I saw these over on Instagram and am so happy they are for Sweet Adventures Blog Hop - thanks for joining! For all my Northern Hemisphere ingrained 'Christmas should be cold' comments each December July always seems to speed through without a mid-year x-mas celebration... maybe next year ;D

Swah said...

Oh wow your macarons look perfect and I LOVE your photos. Gorgeous!

Monica said...

What perfectly gorgeous looking macarons! I bet they taste great too. I rather like egg nogs :D It hasn't been super cold in Perth either this winter but I'd happily participate in Xmas in July if it means eating yummy things like these!
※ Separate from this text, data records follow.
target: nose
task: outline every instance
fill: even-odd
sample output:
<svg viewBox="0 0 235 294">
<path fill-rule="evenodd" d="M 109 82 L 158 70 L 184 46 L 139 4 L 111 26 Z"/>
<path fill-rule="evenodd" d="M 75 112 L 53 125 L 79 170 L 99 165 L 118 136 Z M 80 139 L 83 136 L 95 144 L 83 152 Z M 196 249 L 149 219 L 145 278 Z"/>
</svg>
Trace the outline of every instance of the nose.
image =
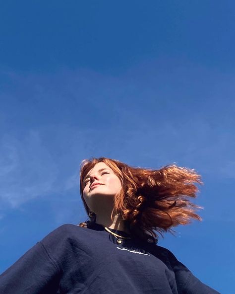
<svg viewBox="0 0 235 294">
<path fill-rule="evenodd" d="M 99 180 L 99 175 L 97 174 L 94 174 L 90 175 L 91 183 L 93 183 L 95 180 Z"/>
</svg>

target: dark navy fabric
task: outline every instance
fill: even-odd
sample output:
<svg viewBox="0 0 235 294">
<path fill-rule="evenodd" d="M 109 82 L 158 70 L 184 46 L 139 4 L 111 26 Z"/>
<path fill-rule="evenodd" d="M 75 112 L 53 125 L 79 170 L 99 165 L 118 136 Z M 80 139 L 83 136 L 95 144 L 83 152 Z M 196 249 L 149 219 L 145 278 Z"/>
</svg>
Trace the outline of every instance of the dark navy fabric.
<svg viewBox="0 0 235 294">
<path fill-rule="evenodd" d="M 219 294 L 169 250 L 131 239 L 118 244 L 98 224 L 59 226 L 0 276 L 0 294 L 120 293 Z"/>
</svg>

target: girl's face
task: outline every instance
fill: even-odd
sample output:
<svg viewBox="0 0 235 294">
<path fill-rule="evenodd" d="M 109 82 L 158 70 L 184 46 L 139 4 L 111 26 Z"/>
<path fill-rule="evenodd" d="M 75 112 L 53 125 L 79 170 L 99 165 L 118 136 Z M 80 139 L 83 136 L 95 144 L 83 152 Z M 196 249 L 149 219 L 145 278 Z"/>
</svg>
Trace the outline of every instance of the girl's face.
<svg viewBox="0 0 235 294">
<path fill-rule="evenodd" d="M 98 162 L 85 176 L 83 196 L 90 209 L 94 212 L 101 202 L 110 200 L 120 192 L 121 183 L 113 170 L 104 162 Z"/>
</svg>

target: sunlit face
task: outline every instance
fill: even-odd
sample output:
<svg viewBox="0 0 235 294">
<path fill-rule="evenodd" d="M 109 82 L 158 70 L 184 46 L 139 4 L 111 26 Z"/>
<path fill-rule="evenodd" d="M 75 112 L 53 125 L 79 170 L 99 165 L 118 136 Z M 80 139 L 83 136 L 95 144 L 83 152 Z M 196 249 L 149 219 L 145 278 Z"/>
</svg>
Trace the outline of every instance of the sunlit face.
<svg viewBox="0 0 235 294">
<path fill-rule="evenodd" d="M 108 201 L 110 197 L 113 199 L 121 189 L 119 178 L 104 162 L 97 163 L 85 176 L 83 183 L 83 198 L 93 212 L 97 205 Z"/>
</svg>

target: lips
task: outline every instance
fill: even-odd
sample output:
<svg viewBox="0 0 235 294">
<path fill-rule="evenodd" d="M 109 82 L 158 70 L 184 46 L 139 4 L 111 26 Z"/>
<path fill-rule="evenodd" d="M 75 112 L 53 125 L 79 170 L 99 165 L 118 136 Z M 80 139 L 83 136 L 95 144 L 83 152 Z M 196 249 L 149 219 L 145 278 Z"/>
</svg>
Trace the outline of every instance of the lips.
<svg viewBox="0 0 235 294">
<path fill-rule="evenodd" d="M 91 186 L 90 189 L 91 189 L 93 187 L 94 187 L 95 186 L 97 186 L 98 185 L 101 185 L 101 184 L 100 184 L 99 183 L 96 183 L 95 184 L 92 184 L 92 185 Z"/>
</svg>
Christine @ Cooking Crusade said...

What a lovely idea for Christmas in July! Your macs look simply perfect:)

Sally Boyle said...

thanks so much! if you try them let me know how they last... :)

Sally Boyle said...

thanks JJ, this is my first "blog hop" and I want to bake everything :)

Sally Boyle said...

Aww thanks Swah :)

Sally Boyle said...

Thanks Christine :)

Sally Boyle said...

Thanks Monica :)

Claire @ Claire K Creations said...

They look and sound pretty perfect to me!

Sally Boyle said...

thanks Claire :)

annabanana said...

Too beautiful! I've never had great luck making macarons! These look really amazing!

Sally Boyle said...

Thanks so much Anna. Give them a try, they're not too tricky :)

Prue @ The Culinary Library said...

Looks like the shells did turn out perfect. Love your nutmeg grater, does it store the nutmeg in the middle? I am looking for one of these!

Sally Boyle said...

Hey Prue, love my nutmeg grater too! It's just like a miniature old fashioned grater with a handle; no storage in the centre, that sounds fancy :)

Chris said...

Great, I love macarons. So far I never have managed to make any good looking ones. Your macarons, though, look perfect.

Sally Boyle said...

Thanks Chris; persist they are worth it :)

onesmallpot.com said...

These look stunning Sally! What a lovely flavor combination. I've had 2 failed macaron attempts. ...possibly could be 3rd time lucky with your recipe.

Sally Boyle said...

One small pot, thank you!! Let me know how they turn out if you do make them :)

Rachel said...

These look absolutely divine! I too hail from colder northern climates, whilst I miss the feeling of Christmas in the UK (the warm glow from fireplaces, the constant wrapping and unwrapping of clothing layers and the feeling of community that happens when everyone just wants to be inside together) I can't say that I miss the harsh winters at all; so this sounds like the perfect solution! Beautiful photos!

Sally Boyle said...

Thanks Rachel. I'd still love a white Christmas and Christmas lights seem so much twinklier when it's dark at 4 o'clock :)

Regina Melo-Jocknevich said...

They look delicious, and the photos are so beautiful!